I’ve Got My Own Album To Do is Ronnie Wood’s first solo album. Released in September 1974 and recorded in Ronnie’s home basement recording studio, The Wick, in Richmond, London, the album is the first – in what would become a hallmark feature of a Ronnie Wood solo album – to feature a starry array of musical guests. According to Ronnie’s interview with Rolling Stone magazine at the time, making the album was “controlled madness”.
The album contains eleven tracks comprised of Ronnie Wood originals, Jagger and Richards’ ‘Sure the One You Need’ and ‘Act Together’, plus a cover of Rudy Clark’s ‘If You Gotta Make a Fool of Somebody’ and ‘Am I Grooving You’, a song originally recorded in 1967 by soul singer Freddie Scott. Wood sings with Mick Jagger on ‘I Can Feel the Fire’ and George Harrison on ‘Far East Man’.

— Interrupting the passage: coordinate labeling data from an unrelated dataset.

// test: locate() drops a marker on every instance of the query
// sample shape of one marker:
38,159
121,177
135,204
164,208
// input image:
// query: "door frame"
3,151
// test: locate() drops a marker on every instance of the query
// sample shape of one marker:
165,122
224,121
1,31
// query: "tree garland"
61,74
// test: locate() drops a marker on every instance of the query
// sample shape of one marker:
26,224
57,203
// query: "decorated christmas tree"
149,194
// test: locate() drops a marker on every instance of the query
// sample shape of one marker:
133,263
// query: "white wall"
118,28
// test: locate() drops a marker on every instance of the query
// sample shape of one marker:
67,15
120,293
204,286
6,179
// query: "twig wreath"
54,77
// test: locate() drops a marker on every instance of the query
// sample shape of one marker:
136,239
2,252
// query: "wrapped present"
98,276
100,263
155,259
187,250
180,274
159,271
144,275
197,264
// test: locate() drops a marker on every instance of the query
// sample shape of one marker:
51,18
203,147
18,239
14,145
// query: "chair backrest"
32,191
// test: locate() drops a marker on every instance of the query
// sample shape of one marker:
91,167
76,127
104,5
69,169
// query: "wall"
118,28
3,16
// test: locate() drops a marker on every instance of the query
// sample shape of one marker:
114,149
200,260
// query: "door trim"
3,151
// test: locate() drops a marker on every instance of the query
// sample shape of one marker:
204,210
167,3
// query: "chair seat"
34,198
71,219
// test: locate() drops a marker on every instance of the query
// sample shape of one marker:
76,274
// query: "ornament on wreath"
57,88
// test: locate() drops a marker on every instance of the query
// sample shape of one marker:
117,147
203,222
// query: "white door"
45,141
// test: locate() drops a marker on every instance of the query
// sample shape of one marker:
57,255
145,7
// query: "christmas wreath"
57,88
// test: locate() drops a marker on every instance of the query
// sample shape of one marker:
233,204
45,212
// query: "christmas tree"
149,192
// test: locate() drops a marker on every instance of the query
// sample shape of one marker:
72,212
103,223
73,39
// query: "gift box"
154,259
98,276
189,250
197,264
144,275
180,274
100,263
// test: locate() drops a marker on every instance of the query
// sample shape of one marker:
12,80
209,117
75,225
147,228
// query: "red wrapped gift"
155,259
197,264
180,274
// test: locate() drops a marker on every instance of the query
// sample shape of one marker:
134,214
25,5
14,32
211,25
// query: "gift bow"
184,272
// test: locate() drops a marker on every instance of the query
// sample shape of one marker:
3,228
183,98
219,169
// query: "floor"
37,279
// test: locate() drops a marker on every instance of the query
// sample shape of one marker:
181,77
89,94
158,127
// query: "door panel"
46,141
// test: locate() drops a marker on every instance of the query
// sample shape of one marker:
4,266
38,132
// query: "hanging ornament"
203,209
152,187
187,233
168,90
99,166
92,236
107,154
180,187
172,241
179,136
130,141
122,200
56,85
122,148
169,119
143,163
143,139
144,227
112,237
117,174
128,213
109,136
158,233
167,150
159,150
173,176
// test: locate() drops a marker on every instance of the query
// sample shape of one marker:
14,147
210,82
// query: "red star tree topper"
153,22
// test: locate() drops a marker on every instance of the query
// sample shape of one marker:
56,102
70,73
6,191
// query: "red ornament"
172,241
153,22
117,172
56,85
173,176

The stellar line-up of musicians on the album include Keith Richards, Mick Jagger, Wood’s Faces bandmates Rod Stewart and Ian McLagan, Mick Taylor of the Rolling Stones, George Harrison, and the all-American rhythm section of Willie Weeks, former bassist with Donny Hathaway, and Andy Newmark, drummer with Sly and the Family Stone.